Malheureusement, le régime du Guerrier Errant ne fut guère plus heureux. Dans son désir de bannir tout mal des terres de l’Est, lui et ses hommes durcirent tellement les règles et la sécurité que le peuple subissait une nouvelle oppression. Tout ce qui avait changé était qu’il disait agir au nom de la justice.
Jusqu’au jour où on lui signala un complot contre lui. On lui disait que l’un des villageois tentait de retourner la population contre son règne. La sentence fut froidement prononcée : la mort pour les traîtres. L’exécution fut promptement programmée, et le nouveau roi se déplaça en personne. Il vit alors le traître : un enfant, 12 ans tout au plus, la tête penchée sur le billot. Il resta sans voix devant l’image de cette tête juvénile séparée du reste de son corps par un coup net…

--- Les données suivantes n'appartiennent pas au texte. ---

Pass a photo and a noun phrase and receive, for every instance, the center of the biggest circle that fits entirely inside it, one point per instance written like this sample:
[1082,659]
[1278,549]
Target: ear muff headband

La nuit venue, le roi fut incapable de trouver le sommeil, rongé par les remords et les questions sur son règne. Il venait d’en constater la cruauté de la plus implacable des manières. Aussi prit-il une décision radicale.
Il réunit tous ses officiers, ses vieux compagnons d’armes qui l’avaient aidé à mener la révolte, et leur offrit un choix : abandonner tout pouvoir et laisser le peuple exercer lui-même les responsabilités, ou s’acharner à le garder et à opprimer la population, et mourir de sa main.
Corrompus par le pouvoir, tous sortirent leurs armes de leurs fourreaux. Le combat fut d’une extrême violence. Était-ce la rage ? Le remords ? La volonté de rendre justice ? Impossible de dire ce qui le motivait, mais le Guerrier Errant était de retour, décidé à punir le mal, d’où qu’il vienne, y compris de lui-même…
Quand le calme se fit dans la cour du château, un seul homme était encore debout. Mortellement blessé, des larmes mêlées au sang sur ses joues, mais debout, constatant qu’il avait été le premier à trahir ses idéaux. Il ne restait plus qu’une façon d’en finir et de purger le mal des terres de l’Est… Le Guerrier Errant prit son sabre et se l’enfonça dans la poitrine, dans un ultime geste de repentir.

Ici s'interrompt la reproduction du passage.